RYAN DTRICK, CHIEF MARKET STRATEGIST LPL FINANCIAL CHARLOTTE NORTH CAROLINA

“The Fed didn’t throw any curve balls. It is as widely expected. They expect inflation to drop by 2.6% next year. This is a positive. That could be because as much as three rate hikes next year could potentially put a lid on inflation.”

“From the headline, there are no major surprises. As we speak the S&P and the Dow are turning green. The Q&A is what we’ll focus on next but the market seems to be taking things in stride. It didn’t surprise anyone.”

“Powell painted this picture two weeks ago when he spoke in front of congress and potentially calmed the fears over tapering. And today did little to change that narrative.”

“(This week’s sell-off) was a combination of consolidating gains from the week before but also some skittishness ahead of what was potentially the last major market event of this year.”

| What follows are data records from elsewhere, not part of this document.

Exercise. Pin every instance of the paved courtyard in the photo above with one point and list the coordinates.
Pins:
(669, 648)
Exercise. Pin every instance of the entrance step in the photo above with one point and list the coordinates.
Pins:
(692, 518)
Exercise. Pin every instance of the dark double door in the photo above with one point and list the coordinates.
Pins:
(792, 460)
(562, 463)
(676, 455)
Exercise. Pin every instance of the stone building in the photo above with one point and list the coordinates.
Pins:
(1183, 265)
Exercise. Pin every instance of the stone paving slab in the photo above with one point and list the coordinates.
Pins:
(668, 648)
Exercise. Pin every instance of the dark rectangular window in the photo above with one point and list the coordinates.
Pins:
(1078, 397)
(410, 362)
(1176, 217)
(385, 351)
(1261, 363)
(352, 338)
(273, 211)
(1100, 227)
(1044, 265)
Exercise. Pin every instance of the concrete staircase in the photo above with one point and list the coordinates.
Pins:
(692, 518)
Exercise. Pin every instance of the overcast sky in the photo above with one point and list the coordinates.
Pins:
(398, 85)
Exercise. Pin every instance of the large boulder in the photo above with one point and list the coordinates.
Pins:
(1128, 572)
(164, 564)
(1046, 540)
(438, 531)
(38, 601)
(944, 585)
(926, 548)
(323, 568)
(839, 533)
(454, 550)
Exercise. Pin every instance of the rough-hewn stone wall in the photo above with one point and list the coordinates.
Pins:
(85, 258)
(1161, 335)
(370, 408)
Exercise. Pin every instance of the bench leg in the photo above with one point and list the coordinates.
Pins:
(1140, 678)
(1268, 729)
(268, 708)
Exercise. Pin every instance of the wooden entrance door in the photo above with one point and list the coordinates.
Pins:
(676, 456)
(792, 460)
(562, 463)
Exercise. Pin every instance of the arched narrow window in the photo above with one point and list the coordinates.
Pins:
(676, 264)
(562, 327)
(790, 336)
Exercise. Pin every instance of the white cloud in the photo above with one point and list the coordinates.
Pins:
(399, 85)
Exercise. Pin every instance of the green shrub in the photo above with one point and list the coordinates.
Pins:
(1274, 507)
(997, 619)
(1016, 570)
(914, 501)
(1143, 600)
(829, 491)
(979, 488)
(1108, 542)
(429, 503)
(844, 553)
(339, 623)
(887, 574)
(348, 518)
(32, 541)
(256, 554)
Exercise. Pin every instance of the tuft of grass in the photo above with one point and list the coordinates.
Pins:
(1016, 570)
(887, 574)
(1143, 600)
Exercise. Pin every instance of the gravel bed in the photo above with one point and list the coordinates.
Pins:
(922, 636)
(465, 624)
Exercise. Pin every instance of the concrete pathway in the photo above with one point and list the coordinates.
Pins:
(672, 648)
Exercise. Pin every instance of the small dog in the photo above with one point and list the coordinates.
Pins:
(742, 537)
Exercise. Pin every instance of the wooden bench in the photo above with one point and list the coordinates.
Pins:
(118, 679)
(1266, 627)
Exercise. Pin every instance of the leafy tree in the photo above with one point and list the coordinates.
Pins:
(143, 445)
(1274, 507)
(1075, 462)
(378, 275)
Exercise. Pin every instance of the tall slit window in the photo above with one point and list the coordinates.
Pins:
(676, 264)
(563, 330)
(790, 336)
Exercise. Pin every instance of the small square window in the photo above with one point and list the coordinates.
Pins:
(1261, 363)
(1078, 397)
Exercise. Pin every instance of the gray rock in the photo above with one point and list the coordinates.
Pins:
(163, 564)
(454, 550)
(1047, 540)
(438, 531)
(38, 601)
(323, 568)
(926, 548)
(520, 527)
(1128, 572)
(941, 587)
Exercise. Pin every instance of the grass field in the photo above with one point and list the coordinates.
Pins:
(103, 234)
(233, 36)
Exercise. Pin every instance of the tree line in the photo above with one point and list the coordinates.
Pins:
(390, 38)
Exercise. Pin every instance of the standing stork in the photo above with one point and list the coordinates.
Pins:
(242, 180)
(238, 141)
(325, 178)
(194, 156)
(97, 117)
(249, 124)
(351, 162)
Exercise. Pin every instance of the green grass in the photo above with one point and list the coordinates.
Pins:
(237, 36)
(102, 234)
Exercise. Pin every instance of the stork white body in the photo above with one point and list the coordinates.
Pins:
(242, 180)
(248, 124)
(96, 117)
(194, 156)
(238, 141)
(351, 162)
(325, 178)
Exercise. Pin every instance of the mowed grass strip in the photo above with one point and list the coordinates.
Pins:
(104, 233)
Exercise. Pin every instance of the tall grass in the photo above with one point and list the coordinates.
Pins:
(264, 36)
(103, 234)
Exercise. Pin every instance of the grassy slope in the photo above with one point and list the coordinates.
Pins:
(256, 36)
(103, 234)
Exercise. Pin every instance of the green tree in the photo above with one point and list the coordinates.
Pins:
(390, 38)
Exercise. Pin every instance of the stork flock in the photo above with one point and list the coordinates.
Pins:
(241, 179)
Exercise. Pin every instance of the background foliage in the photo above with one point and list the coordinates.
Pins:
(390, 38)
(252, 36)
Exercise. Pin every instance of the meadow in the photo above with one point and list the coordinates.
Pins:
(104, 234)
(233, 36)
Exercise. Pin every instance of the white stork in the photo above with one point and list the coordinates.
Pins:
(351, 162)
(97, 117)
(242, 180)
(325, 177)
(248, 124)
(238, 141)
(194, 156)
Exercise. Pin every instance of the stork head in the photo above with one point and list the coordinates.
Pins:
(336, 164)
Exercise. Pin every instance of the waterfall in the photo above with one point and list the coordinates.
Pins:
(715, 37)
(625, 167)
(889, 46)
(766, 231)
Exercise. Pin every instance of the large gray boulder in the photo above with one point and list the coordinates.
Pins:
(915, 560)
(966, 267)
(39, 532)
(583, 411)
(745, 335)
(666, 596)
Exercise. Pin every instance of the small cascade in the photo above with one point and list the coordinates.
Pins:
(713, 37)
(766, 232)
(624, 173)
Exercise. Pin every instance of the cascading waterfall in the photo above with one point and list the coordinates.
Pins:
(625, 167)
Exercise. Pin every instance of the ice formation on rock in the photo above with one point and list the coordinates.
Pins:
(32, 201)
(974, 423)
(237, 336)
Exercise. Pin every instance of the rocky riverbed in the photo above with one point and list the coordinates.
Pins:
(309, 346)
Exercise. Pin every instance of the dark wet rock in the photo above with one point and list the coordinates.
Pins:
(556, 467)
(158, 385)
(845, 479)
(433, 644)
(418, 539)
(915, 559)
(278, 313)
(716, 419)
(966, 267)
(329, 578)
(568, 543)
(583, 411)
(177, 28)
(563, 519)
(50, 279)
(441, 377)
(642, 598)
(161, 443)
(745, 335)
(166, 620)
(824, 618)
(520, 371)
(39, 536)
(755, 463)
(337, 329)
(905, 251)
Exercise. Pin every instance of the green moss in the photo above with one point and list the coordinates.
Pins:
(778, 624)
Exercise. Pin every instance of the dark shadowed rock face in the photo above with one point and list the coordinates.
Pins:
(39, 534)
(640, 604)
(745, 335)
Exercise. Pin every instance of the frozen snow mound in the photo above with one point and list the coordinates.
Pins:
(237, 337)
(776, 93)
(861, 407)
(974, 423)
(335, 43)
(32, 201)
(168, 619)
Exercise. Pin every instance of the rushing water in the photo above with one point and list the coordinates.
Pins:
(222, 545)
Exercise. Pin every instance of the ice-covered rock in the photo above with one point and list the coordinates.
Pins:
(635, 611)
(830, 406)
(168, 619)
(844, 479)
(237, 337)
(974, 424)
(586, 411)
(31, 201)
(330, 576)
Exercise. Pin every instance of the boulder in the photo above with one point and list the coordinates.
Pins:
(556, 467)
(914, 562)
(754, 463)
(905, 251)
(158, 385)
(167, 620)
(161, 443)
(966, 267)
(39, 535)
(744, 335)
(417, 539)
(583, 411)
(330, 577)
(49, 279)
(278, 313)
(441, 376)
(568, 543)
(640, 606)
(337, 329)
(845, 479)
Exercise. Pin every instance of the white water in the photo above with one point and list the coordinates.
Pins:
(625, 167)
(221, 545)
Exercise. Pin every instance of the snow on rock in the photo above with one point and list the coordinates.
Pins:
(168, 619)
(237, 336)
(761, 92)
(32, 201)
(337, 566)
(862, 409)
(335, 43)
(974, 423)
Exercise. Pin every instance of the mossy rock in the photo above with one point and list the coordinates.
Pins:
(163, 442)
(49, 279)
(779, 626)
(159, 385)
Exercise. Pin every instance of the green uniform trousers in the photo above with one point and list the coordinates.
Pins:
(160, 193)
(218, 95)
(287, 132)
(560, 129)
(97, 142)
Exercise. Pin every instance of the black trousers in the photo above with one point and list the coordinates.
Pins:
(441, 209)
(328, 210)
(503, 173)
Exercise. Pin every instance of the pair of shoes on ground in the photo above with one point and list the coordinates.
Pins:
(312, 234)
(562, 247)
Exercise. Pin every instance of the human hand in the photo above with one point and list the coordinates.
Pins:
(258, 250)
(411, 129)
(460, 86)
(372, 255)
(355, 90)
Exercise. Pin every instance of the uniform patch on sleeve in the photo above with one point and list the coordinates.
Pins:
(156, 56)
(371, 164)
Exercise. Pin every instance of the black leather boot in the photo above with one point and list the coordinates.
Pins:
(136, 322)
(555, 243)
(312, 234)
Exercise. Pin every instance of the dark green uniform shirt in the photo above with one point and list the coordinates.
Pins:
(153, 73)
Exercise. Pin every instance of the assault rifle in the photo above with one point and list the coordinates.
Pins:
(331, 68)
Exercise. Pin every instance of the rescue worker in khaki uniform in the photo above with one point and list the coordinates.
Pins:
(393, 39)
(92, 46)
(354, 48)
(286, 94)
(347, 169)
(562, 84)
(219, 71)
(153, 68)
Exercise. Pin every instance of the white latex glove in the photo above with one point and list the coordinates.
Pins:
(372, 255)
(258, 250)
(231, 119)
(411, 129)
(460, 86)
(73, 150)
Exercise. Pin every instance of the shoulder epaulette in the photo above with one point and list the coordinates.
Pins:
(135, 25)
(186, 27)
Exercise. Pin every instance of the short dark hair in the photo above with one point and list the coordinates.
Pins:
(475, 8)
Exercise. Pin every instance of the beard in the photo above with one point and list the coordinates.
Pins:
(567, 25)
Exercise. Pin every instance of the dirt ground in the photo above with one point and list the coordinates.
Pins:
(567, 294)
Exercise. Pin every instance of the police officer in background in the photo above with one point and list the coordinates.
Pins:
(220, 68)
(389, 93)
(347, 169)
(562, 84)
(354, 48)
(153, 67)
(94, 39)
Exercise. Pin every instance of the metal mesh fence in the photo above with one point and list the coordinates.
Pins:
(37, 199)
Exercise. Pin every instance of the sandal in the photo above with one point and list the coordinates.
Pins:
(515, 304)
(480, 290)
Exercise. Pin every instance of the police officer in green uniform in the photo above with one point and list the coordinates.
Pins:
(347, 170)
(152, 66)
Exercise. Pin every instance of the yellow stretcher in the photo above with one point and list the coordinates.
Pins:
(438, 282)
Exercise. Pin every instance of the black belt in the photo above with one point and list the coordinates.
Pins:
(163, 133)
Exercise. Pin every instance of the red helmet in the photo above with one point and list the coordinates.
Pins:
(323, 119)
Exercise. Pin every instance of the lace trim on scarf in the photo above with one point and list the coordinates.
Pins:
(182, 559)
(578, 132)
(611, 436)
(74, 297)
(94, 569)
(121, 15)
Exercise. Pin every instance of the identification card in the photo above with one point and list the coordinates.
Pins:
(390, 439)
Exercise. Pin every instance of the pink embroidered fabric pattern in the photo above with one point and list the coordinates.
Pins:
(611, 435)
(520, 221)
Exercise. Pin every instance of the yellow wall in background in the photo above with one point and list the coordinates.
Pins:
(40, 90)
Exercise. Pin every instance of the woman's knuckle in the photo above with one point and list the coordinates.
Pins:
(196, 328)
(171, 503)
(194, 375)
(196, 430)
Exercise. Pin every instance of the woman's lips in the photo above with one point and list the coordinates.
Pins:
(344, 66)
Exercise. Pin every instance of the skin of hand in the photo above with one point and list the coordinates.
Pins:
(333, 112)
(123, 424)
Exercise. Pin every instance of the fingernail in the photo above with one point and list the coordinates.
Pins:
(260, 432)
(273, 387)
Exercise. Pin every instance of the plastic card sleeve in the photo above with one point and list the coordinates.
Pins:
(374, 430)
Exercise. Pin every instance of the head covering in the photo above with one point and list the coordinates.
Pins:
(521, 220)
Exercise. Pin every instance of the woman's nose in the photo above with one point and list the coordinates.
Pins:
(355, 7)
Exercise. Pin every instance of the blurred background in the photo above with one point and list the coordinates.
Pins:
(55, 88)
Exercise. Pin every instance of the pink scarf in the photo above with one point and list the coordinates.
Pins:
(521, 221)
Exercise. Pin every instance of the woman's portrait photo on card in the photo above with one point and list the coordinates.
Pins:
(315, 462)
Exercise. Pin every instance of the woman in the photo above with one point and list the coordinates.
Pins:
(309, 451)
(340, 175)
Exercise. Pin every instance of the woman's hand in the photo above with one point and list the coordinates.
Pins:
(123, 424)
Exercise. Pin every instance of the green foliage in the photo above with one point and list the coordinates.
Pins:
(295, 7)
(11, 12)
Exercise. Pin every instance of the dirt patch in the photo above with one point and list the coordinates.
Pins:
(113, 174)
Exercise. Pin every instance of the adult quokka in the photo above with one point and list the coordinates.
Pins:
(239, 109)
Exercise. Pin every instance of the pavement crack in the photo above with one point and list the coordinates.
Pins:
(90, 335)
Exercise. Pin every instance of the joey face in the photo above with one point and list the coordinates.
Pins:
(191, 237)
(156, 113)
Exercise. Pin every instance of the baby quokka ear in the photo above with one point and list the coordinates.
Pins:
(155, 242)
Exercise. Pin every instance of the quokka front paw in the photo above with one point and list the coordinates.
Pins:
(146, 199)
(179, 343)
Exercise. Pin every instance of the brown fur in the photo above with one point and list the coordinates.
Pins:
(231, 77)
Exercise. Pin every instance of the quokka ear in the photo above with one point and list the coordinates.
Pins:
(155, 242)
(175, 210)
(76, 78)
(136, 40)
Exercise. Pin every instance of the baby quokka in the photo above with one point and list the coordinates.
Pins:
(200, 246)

“The rest of the year should be fairly quiet. It’s a nice feeling to get past this major event as we head into what is widely known as the ‘Santa Claus rally,’ historical strength late in the month of December.”

PAUL NOLTE, PORTFOLIO MANAGER, KINGSVIEW INVESTMENT MANAGEMENT, CHICAGO

    “It’s a little bit more aggressive than I think Powell talked about in front of Congress. It’s obvious that the Fed will increase their pace of removing bond purchases… The market is volatile, and it will continue to be volatile tomorrow as investors attempt to determine what should happen or what’s next.